Thanks aa lot for your answer!

Yes, I was thinking about a hypothetical situation in which we have the same red/ox potential, but different rate constants.
The reason for my question is that I am interested on how a thin surface layer (sufficiently thin to allow for electron tunneling) affects peak separation and peak current of the CV curves. Typically, depending on the thickness of the surface layer, this layer is expected to decrease the rate constant (as far as I know this effect is even used to investigate the charge transfer kinetics of very fast reactions which would otherwise be difficult to measure due to diffusion limitations).

When I checked the literature on CV measurements in presence of thin surface layers, it seems that typically (i) the peak separation increases and (ii) the peak current density decreases (compared to the unmodified electrode). I agree that for slow scan rates the electron transfer rate between molecule and electrode might be too slow to catch up to the speed of the applied voltage (which results in an increased peak separation), but I do not understand why this also affects the peak current density (since the peak current density should depend only on scan rate as well as on concentration and diffusion coefficient of the redox couple).

 

[Borek]

I can be wrong, but judging from what is written in Theoretical Principles of Electrochemical Analysis (by Z. Galus, unfortunately I have it only in Polish), lower peaks are already predicted by the theoretical solutions given by Matsuda and Ayabe in Z. Electrochem, 59, 494 (1955).

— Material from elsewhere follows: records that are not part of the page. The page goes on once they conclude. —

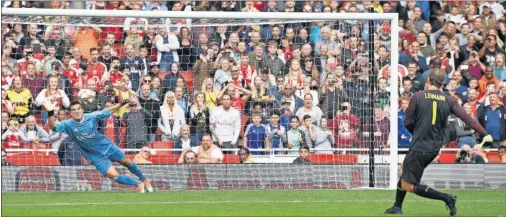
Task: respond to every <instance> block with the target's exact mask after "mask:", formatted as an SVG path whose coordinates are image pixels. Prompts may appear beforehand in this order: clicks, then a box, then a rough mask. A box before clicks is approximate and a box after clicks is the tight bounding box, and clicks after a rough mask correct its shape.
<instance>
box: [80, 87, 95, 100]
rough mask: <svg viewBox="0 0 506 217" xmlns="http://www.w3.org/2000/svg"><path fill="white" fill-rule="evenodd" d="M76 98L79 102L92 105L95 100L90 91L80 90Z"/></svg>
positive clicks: (92, 91) (88, 90)
mask: <svg viewBox="0 0 506 217" xmlns="http://www.w3.org/2000/svg"><path fill="white" fill-rule="evenodd" d="M77 97H78V98H79V100H80V101H85V102H86V101H87V102H89V103H92V102H93V100H94V98H95V92H94V91H92V90H90V89H82V90H81V91H79V93H78V94H77Z"/></svg>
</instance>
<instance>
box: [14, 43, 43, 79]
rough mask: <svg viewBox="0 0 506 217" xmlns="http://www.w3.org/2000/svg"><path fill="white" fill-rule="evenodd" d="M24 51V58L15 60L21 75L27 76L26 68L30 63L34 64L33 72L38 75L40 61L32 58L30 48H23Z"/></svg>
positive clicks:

http://onlinelibrary.wiley.com/doi/10.1002/bbpc.19550590605/abstract

 

[HAYAO]

Thanks aa lot for your answer!

Yes, I was thinking about a hypothetical situation in which we have the same red/ox potential, but different rate constants.
The reason for my question is that I am interested on how a thin surface layer (sufficiently thin to allow for electron tunneling) affects peak separation and peak current of the CV curves. Typically, depending on the thickness of the surface layer, this layer is expected to decrease the rate constant (as far as I know this effect is even used to investigate the charge transfer kinetics of very fast reactions which would otherwise be difficult to measure due to diffusion limitations).

When I checked the literature on CV measurements in presence of thin surface layers, it seems that typically (i) the peak separation increases and (ii) the peak current density decreases (compared to the unmodified electrode). I agree that for fast scan rates the electron transfer rate between molecule and electrode might be too slow to catch up to the speed of the applied voltage (which results in an increased peak separation), but I do not understand why this also affects the peak current density (since the peak current density should depend only on scan rate as well as on concentration and diffusion coefficient of the redox couple).

I don't understand what you are saying. You've just answered your own question.